Despite achieving global success, the Olongapo-born artist still managed to keep his feet on the ground as he looked back at his Filipino roots in an exclusive interview with FreebieMNL.
There’s no question why he creates good music as both sides of his family have always been drawn to music — citing his grandmother from his Filipino side of the family as among one of his earliest musical influences growing up.
“I got musicians on my father’s side, my black side. There’s a lot of people who do music. My auntie is a rapper-producer. My uncle is a singer and composer and guitar player. With my grandma and my Filipino side, she can obviously sing hella f***ing good and I’ve seen her in church like caroling. As a kid, music has always been around,” he said.
Describing his music as both honest and personal, Guadpad said being an artist of color has allowed him to celebrate the little wins in his life.
“When it comes to comparing myself as a person of color and not just a biracial individual ‘cause from the Filipino side as well, I try to wear my wins and be proud of my little accomplishments as they come and try not to think about the wide presence in hip hop because it’s not a lot but they obviously do the best ‘cause they’re white,” he said.
He added: “I just look at it like that’s going to happen and people like me are gonna continue to be at the forefront talking about what’s important to me and yeah, it’s bigger than music. I don’t need to give a f**k what you do, whatever your category.”
With more Asian artists getting a much-deserved spotlight, Guadpad also talked about Asian representation in the global scene.
“I think it needs a necessary light and that’s why I’m trying to go as hard as I am with the outreach to the Asian community and to the Asian consumers in this genre and in this culture because as one of them, I feel understated and underheard as an American-Asian from the rest of Asia,” he said.
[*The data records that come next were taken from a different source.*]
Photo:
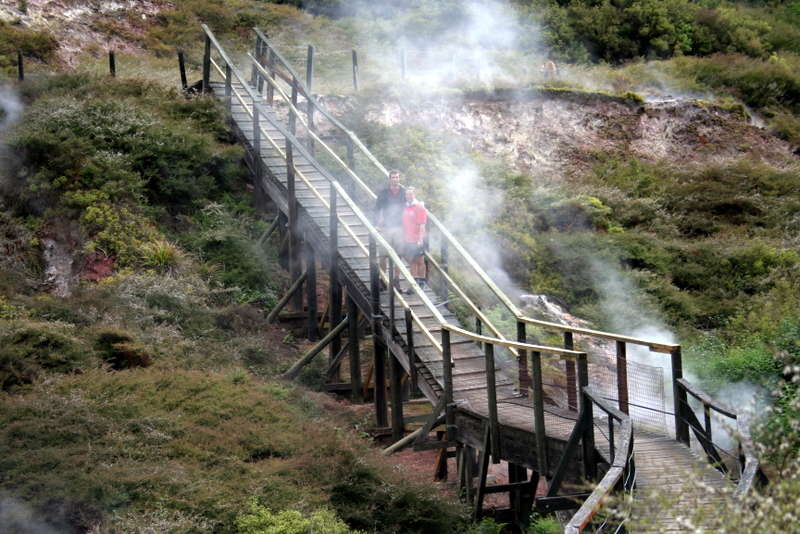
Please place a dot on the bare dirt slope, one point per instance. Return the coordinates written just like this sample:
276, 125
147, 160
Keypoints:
557, 135
86, 26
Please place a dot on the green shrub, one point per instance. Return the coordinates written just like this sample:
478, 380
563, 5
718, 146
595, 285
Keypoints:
261, 520
29, 350
544, 525
218, 237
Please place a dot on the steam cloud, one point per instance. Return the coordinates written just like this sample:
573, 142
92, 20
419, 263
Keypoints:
10, 108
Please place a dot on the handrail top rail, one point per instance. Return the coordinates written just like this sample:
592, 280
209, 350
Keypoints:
334, 183
564, 353
707, 400
654, 346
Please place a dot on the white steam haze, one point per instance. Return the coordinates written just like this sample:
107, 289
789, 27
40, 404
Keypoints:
463, 46
10, 108
16, 516
626, 316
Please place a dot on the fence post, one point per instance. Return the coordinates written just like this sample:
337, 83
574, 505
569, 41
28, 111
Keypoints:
445, 252
622, 377
254, 78
524, 372
447, 377
491, 392
207, 65
229, 87
294, 237
680, 398
309, 105
271, 86
182, 67
355, 70
390, 272
538, 407
572, 392
257, 152
292, 116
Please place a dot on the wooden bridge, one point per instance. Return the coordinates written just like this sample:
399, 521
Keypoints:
574, 417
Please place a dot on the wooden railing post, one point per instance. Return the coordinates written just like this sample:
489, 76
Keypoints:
572, 391
538, 409
622, 378
478, 329
447, 377
524, 372
294, 238
355, 70
228, 87
589, 459
292, 116
390, 272
374, 279
254, 77
257, 149
491, 392
680, 398
310, 107
311, 291
207, 66
445, 251
271, 71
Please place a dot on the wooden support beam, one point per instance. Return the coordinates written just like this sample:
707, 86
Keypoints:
395, 390
368, 379
268, 232
483, 470
292, 290
355, 348
381, 405
316, 349
311, 292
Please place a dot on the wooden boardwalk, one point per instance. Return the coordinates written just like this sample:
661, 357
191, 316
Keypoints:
302, 189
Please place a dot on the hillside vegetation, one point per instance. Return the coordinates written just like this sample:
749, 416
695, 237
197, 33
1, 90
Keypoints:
140, 388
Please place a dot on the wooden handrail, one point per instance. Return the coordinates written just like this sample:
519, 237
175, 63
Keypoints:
335, 184
750, 472
565, 354
654, 346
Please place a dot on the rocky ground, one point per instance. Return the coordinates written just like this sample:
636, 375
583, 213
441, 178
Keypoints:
88, 26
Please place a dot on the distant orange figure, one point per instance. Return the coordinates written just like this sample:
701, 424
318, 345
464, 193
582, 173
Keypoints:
549, 70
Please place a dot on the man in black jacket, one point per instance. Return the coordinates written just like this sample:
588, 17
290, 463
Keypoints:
388, 216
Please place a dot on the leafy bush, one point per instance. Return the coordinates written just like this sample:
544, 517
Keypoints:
28, 350
261, 520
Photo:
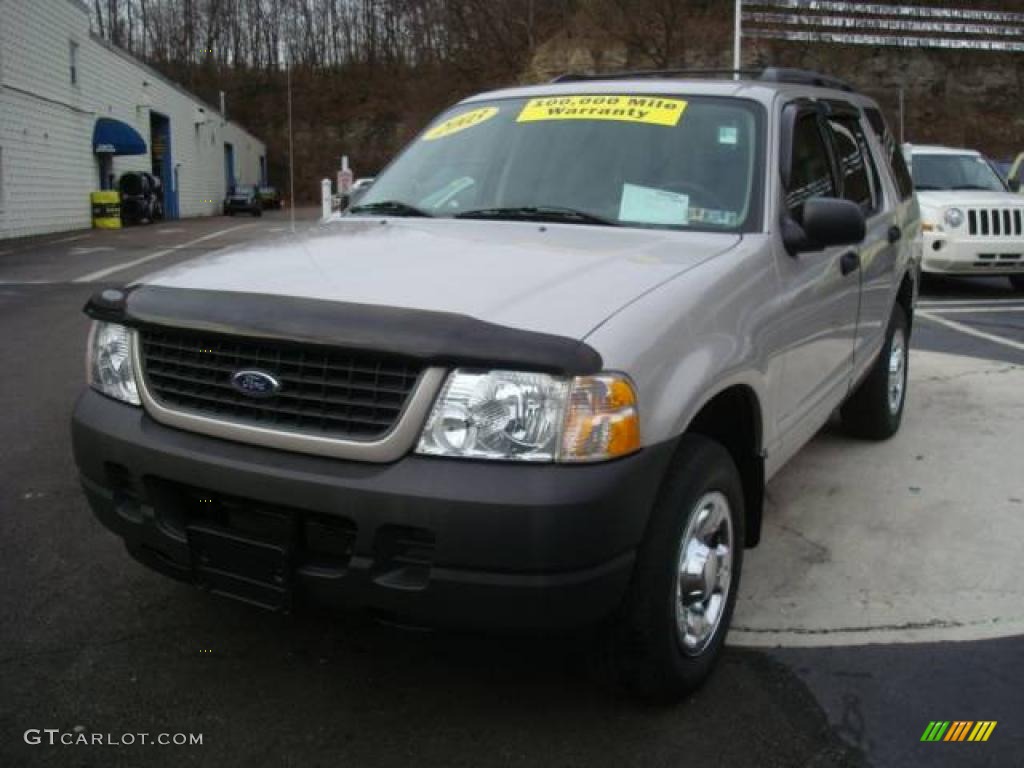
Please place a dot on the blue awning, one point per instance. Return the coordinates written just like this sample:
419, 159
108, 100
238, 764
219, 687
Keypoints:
114, 137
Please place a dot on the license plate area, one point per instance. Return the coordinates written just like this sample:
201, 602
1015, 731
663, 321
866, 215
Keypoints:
241, 549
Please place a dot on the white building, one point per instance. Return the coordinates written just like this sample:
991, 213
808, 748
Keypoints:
65, 93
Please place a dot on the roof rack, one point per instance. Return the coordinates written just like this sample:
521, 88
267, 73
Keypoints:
768, 75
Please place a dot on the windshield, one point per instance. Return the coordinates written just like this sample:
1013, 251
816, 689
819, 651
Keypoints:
954, 172
667, 162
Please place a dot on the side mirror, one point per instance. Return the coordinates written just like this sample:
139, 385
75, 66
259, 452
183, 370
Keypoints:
826, 222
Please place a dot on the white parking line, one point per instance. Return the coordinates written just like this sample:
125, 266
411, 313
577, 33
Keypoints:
83, 250
972, 332
934, 304
975, 309
100, 273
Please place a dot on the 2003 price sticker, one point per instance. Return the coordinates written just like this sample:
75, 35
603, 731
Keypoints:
460, 123
649, 110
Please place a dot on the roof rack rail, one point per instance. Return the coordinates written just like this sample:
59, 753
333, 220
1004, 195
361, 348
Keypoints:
804, 77
769, 75
639, 74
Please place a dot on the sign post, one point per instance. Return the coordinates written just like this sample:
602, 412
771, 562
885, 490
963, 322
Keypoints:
326, 199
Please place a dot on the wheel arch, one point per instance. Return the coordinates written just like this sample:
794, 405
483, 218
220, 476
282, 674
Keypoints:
733, 417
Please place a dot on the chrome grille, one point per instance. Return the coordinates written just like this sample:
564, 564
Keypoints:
996, 222
324, 391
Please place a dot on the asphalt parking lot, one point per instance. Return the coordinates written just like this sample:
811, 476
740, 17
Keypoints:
887, 592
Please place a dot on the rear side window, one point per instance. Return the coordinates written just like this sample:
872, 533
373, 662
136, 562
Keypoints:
812, 170
894, 158
860, 182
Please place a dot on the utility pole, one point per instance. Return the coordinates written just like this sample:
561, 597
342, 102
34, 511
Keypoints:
291, 147
902, 120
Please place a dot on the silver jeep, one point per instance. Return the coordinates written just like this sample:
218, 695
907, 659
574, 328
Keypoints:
536, 378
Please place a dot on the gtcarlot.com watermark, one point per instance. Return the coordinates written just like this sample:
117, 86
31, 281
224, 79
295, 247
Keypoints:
55, 736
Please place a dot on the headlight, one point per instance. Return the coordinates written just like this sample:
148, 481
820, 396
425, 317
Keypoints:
110, 361
953, 218
532, 417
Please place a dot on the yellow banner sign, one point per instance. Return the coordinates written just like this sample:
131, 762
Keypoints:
460, 123
649, 110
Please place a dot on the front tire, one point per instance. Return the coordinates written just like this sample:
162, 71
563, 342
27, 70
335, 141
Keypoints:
673, 624
875, 411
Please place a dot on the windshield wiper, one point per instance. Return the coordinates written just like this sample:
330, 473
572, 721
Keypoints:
392, 207
539, 213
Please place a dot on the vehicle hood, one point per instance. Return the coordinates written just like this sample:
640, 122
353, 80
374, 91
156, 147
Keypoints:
967, 199
558, 279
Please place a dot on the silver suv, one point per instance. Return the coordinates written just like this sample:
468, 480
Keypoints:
537, 378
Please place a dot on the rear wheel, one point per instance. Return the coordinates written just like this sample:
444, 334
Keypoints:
875, 411
673, 625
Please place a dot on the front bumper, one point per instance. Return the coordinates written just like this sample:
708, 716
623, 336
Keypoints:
942, 253
427, 541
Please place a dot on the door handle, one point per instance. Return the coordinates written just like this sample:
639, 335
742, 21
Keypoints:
849, 262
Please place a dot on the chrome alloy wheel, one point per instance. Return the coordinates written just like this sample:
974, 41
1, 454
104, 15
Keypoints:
704, 572
897, 371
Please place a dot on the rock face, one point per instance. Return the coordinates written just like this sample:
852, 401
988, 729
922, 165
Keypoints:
958, 98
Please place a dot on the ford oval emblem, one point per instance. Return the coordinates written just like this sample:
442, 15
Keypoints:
255, 383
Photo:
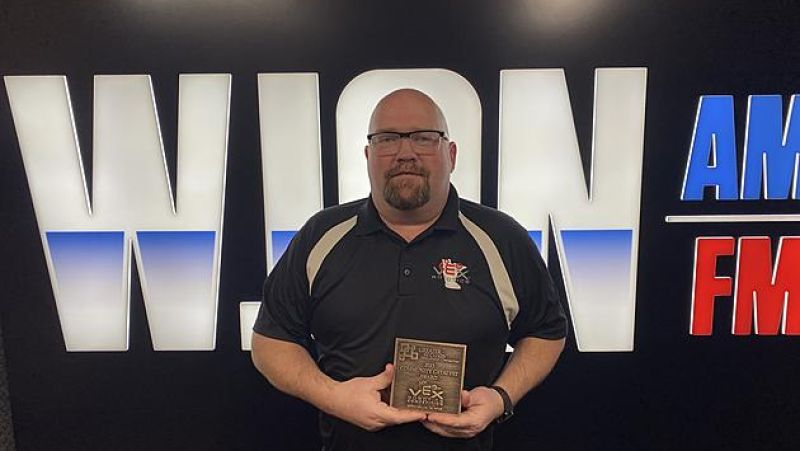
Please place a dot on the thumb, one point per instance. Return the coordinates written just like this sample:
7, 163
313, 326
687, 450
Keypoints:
384, 379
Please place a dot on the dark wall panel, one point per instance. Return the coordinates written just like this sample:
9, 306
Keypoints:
674, 391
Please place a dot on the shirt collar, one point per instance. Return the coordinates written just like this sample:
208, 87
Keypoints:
369, 221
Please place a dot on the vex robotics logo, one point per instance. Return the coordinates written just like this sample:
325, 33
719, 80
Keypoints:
177, 243
765, 288
454, 274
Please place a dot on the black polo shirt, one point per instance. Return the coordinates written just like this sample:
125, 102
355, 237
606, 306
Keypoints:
349, 286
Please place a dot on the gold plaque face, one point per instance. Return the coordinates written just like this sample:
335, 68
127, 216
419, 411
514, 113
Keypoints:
428, 375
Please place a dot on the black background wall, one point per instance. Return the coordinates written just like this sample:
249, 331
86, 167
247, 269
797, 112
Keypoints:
674, 391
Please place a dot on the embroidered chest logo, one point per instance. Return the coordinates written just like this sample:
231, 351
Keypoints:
454, 274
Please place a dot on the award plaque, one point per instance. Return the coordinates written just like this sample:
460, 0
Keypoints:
428, 375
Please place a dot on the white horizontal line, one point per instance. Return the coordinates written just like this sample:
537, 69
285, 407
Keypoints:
733, 218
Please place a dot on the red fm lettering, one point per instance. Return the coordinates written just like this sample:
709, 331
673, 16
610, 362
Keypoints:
762, 290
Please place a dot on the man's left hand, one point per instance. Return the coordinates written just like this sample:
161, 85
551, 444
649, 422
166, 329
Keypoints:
479, 407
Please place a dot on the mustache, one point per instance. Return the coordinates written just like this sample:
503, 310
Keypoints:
406, 169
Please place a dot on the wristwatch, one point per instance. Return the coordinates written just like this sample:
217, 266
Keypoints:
508, 407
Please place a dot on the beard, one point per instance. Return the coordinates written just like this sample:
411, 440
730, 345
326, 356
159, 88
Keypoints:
404, 192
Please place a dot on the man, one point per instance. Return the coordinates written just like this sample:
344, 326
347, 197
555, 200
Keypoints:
360, 274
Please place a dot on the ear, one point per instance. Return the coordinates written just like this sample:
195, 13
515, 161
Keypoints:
453, 151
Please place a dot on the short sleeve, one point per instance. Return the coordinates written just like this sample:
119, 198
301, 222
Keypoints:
541, 313
285, 307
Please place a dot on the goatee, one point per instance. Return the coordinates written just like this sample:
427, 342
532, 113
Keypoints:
403, 193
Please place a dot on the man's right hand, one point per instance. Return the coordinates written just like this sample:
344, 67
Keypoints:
358, 401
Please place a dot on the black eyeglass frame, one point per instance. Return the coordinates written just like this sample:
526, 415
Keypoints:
401, 135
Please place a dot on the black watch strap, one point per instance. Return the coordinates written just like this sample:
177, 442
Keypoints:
508, 406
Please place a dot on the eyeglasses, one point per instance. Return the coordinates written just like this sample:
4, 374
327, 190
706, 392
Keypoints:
423, 142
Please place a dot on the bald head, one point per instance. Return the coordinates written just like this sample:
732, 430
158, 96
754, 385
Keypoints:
407, 110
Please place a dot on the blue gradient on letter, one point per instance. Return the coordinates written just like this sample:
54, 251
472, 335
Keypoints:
177, 268
90, 279
599, 280
536, 236
280, 241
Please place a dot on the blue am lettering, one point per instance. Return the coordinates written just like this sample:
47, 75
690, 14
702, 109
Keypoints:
770, 162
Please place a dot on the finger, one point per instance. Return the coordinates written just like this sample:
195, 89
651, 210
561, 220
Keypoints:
437, 429
449, 420
394, 415
448, 432
465, 399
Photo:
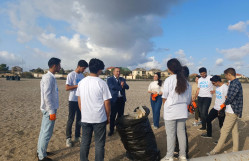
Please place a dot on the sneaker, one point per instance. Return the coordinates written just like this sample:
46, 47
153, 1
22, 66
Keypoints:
155, 127
69, 142
195, 123
202, 129
45, 159
211, 153
167, 159
77, 139
182, 158
206, 136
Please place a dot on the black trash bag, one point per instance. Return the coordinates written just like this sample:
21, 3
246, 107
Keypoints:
138, 138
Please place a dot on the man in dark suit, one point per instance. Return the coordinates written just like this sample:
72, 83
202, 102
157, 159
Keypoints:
117, 86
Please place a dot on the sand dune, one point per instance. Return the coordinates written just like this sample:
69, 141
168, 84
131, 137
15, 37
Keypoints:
21, 118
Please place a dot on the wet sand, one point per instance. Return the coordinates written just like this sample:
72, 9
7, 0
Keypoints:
21, 118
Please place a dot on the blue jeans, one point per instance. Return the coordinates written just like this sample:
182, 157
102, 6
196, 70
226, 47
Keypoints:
174, 127
46, 132
156, 107
73, 110
99, 130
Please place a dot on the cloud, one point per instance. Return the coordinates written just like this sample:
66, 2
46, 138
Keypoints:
119, 32
235, 53
180, 54
241, 26
219, 62
10, 59
152, 63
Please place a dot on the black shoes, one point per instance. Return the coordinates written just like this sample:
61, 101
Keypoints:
45, 159
110, 133
206, 136
202, 129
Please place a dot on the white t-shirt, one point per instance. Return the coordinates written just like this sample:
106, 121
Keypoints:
205, 86
73, 79
93, 91
175, 106
155, 87
221, 93
228, 107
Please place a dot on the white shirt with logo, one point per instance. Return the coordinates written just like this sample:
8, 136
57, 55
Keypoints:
93, 91
73, 79
176, 104
49, 93
205, 86
220, 93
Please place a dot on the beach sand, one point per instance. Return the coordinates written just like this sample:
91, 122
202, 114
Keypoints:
21, 119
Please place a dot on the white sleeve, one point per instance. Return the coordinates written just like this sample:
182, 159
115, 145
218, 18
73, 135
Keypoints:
165, 89
69, 79
106, 92
149, 88
77, 93
48, 94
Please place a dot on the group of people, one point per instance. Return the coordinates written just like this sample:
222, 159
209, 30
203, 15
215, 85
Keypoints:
97, 103
92, 101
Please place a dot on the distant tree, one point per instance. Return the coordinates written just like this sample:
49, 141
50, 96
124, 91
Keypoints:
3, 68
27, 75
62, 71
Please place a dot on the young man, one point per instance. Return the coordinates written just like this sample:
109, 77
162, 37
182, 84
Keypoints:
94, 102
49, 106
73, 79
204, 93
117, 86
234, 107
216, 111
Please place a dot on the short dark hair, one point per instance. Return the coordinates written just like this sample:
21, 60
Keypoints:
185, 71
215, 78
53, 61
231, 71
95, 65
202, 69
82, 63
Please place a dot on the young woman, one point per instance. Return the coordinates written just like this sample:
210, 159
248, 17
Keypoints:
176, 97
155, 88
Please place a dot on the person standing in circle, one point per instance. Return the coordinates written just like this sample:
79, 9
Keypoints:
176, 97
155, 88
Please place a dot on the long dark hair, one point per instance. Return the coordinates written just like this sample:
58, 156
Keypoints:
159, 78
175, 66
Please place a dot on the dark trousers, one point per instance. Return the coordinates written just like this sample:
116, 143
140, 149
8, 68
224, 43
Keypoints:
156, 107
177, 144
203, 104
211, 116
73, 110
99, 130
116, 108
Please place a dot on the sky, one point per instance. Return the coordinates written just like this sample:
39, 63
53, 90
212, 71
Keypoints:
200, 33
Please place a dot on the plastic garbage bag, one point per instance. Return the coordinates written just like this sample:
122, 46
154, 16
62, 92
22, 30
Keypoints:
138, 137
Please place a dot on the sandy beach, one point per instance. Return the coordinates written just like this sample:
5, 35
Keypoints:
21, 118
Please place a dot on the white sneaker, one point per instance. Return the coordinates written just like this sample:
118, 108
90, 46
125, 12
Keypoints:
195, 123
182, 158
167, 159
77, 139
211, 153
69, 142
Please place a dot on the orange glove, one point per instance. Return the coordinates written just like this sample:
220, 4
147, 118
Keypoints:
52, 117
190, 109
194, 104
222, 106
153, 96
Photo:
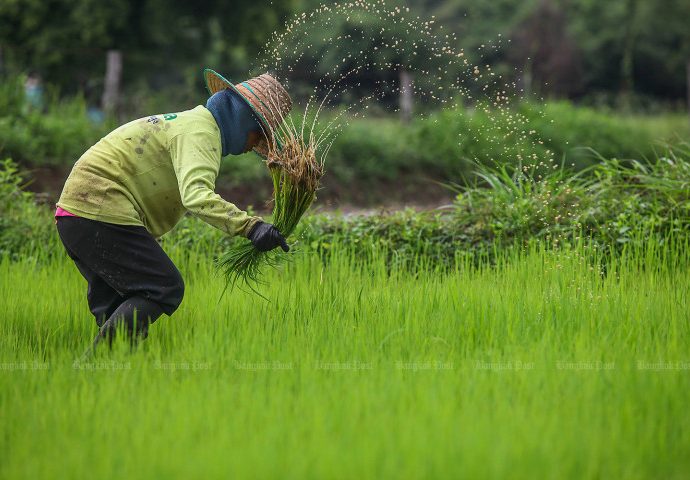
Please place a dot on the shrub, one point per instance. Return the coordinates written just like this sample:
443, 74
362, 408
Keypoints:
25, 227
Talking about Filipinos in particular, he described Pinoy artists as power players in the hip hop scene.
“And also, the genre as a whole — I feel like people like me can set the foundation to build a bridge for other people to cross and come through normally ‘cause we’ve always been present especially Filipinos. We’ve always been present in all the pillars of hip hop — from DJ-ing to B-boying, MC-ing, rapping, graffiti, there’s a Filipino power player in each one of those f*c**ng categories. And people don’t know that. And I think that’s something that I’d like to bring attention to so I try to do that myself in my own career,” he said.
On being part of PARADISE RISING, Guapdad said: “It feels super tight. I feel cool to connect with people who think I’m cool but also whose values align when it comes to my brand, my ethnicity, and my cultural upbringing. I think it’s cool to be with people who are like me.”
Guapdad also shared which Filipino artists he wants to collaborate with in the future, saying: “I really like H.E.R. I wanna work with H.E.R. ‘cause she’s also from the Bay. I wanna reach out to Bruno Mars. I think it’s really tight. I actually know people who work with him a lot. So that’s cool. I think Steve Lacey is Filipino, too. I wanna work with him.”
Teasing what fans can expect from his upcoming album, he said: “I love every song. I think people will too. I don’t think there’s a project that is easy to skip through. You have to sit down and listen. You know everybody has favorites and like I picked really good singles so those would be people’s favorites anyway. I’m excited to roll out the rest of the videos and to see where the music takes people. But you can expect a full journey from start to finish.”